52 This stairway was in regular use, as the appellants knew or at the very least ought to have known. It was a convenient method of ingress and egress to the upper level and its use for that purpose was not prohibited at the relevant time.
53 The stairs were steep and exposed to the elements. The 19 risers were one more than the maximum permitted for a fire escape under Ordinance 71 and there was no landing. These matters made them inherently dangerous, more so than many stairways encountered in everyday life. Of course the dangers were obvious, with or without the assistance of the notice. The photographs confirm this. The very obviousness of the danger in no way absolves users from their own responsibility to take care for their own safety. But the dangers were also obvious to those having the control of the stairs, ie the appellants.
54 It was reasonably foreseeable that persons might slip and fall when ascending or descending these stairs. This could happen in circumstances either involving fault or absence of fault on the part of the user. It was equally foreseeable that some persons using the stairs would be carrying things and thus be impeded in their capacity to hold or grab hold of the handrail.
55 What to my mind was also quite foreseeable was the possibility that, if a person slipped and fell, then he or she might slide off the edge and fall to the concrete below. The gaps between the balustrades spanned six steps in the middle section and five steps at the top. The top step was three and half metres above the floor surface and it was obvious that a person who fell could suffer serious injury. On the Shirt calculus, the risk was "real" (in Sorby DCJ's words) and the probability of its occurrence was in my view not negligible.

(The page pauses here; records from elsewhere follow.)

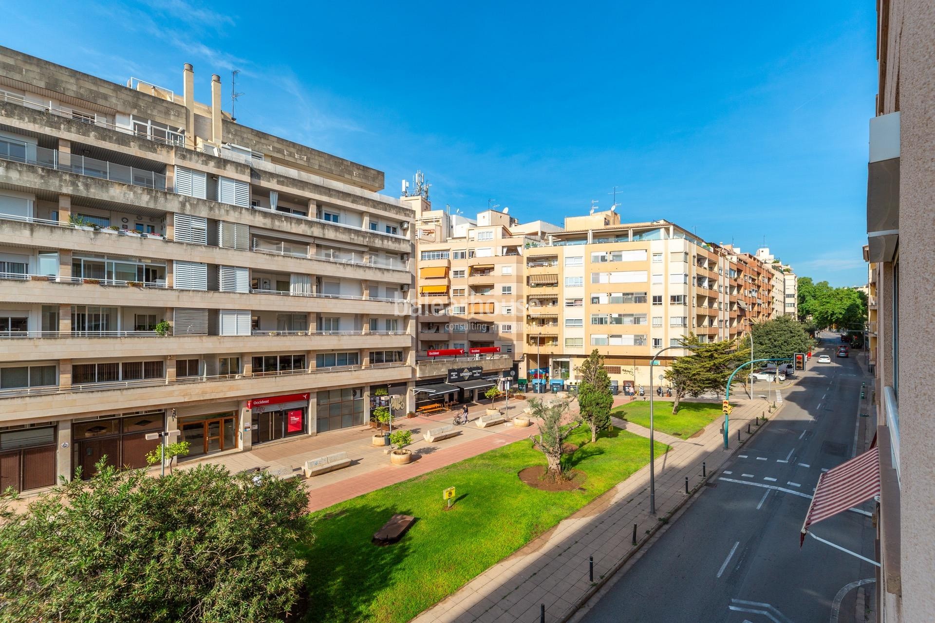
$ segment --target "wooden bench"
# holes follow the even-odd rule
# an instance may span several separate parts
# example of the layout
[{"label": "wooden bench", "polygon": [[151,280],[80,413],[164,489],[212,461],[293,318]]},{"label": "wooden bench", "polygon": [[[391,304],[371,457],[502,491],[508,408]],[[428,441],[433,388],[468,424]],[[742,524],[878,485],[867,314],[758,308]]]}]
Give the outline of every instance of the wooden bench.
[{"label": "wooden bench", "polygon": [[502,413],[489,416],[481,416],[475,420],[477,422],[477,427],[479,429],[487,428],[488,426],[493,426],[494,424],[502,424],[507,421],[507,418]]},{"label": "wooden bench", "polygon": [[305,472],[305,477],[310,478],[322,474],[327,474],[328,472],[339,470],[350,464],[351,460],[348,459],[348,453],[338,452],[336,454],[329,454],[326,457],[319,457],[318,459],[312,459],[311,460],[305,461],[303,471]]},{"label": "wooden bench", "polygon": [[425,431],[423,435],[429,444],[437,441],[441,441],[442,439],[448,439],[449,437],[453,437],[456,434],[460,434],[459,431],[453,424],[447,424],[445,426],[439,426],[438,428],[429,429]]}]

56 There were available and relatively cheap means of avoiding or minimising this risk by providing a mid-handrail or some equivalent barrier.
57 The fact that there were no recorded falls does not in itself absolve the appellants from a finding of breach so long as the circumstances would have alerted a reasonable person to the danger posed by the defect and so long as the court found it unreasonable to have ignored that danger (Baker v Gilbert [2003] NSWCA 113 esp at [38]).
58 The obviousness of the risk and the means to reduce it were reinforced by the legislative attention paid to the matter over the years. Merely because the stairway may have been erected in accordance with then prevailing legislative building standards does not conclude the issue of breach or justify the occupier in sitting pat. As Gleeson CJ remarked in Tame (at 14):
Reasonableness is judged in the light of current community standards. As Lord Macmillan said in Donoghue v Stevenson [1932] AC 562 at 619, "conception[s] of legal responsibility … adap[t] to … social conditions and standards."